In this example, the information in the first line reads this way:

Inside IP 10.0.0.2, using TCP port 4734, is requesting TCP port 139 service from 141.68.235.244, and the I-O transformation uses port 17225.

The number of simultaneous NAT translations supported on a given platform is bounded by the amount of available dynamic random-access memory (DRAM) in the router. Each NAT translation consumes about 160 bytes of memory. When using the overload function, each time a different stream (identified by an IP address, protocol, and Transmission Control Protocol (TCP) or User Datagram Protocol (UDP) port number) passes through the NAT router, a new entry is created in the table. If traditional address translation is used, each IP address matches to only one IP address and creates a single table entry. Not all traffic is supported by NAT/PAT, which can create an issue for some protocols.
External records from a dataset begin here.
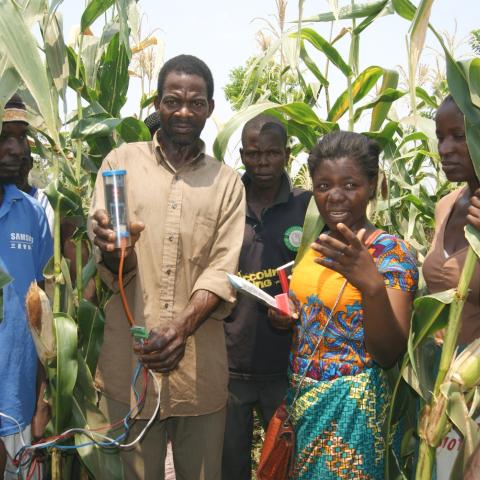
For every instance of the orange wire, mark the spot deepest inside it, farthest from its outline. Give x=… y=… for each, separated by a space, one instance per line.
x=120 y=283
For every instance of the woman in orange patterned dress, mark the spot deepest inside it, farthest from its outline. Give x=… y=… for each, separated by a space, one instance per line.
x=352 y=294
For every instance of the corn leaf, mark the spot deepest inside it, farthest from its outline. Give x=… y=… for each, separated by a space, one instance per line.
x=386 y=10
x=101 y=463
x=66 y=369
x=9 y=81
x=381 y=109
x=133 y=130
x=349 y=12
x=90 y=323
x=418 y=32
x=93 y=127
x=404 y=8
x=312 y=66
x=56 y=53
x=20 y=47
x=322 y=45
x=312 y=227
x=365 y=81
x=430 y=315
x=113 y=77
x=94 y=9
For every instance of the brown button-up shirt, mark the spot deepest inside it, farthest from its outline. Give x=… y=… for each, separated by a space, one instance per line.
x=194 y=219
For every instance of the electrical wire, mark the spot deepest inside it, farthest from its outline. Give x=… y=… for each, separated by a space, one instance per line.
x=126 y=307
x=96 y=438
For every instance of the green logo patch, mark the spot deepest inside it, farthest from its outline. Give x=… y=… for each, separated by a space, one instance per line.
x=293 y=237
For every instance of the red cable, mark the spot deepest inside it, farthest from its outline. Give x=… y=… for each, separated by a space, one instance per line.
x=31 y=470
x=123 y=242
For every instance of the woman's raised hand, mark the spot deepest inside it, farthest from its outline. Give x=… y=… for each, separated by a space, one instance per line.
x=350 y=258
x=473 y=216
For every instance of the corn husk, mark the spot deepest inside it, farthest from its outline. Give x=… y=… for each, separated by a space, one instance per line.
x=465 y=368
x=434 y=422
x=40 y=320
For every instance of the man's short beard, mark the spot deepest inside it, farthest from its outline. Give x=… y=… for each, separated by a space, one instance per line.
x=5 y=180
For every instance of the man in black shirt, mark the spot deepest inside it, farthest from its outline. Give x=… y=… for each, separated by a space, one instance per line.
x=257 y=352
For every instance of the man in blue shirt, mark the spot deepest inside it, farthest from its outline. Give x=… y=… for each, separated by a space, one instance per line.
x=25 y=248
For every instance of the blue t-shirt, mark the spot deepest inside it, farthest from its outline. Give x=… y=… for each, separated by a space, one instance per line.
x=25 y=248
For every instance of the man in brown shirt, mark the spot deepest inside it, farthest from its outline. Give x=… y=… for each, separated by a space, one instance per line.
x=187 y=219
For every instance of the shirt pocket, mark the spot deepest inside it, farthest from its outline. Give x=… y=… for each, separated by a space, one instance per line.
x=202 y=240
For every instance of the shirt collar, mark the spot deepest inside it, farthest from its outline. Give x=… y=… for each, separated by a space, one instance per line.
x=10 y=195
x=162 y=158
x=284 y=192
Some of the protocols supported by Cisco IOS Software NAT include HTTP, TFTP, Telnet, Archie, Finger, Network Time Protocol (NTP), Network File System (NFS), rlogin, remote shell (rsh), remote copy (rcp), and any TCP/UDP traffic that does not carry source or destination IP addresses in the application data stream.

Unsupported traffic includes routing table updates, DNS zone transfers, Bootp, talk, ntalk, Simple Network Management Protocol (SNMP), and NetShow. See Cisco.com for the full description of protocols.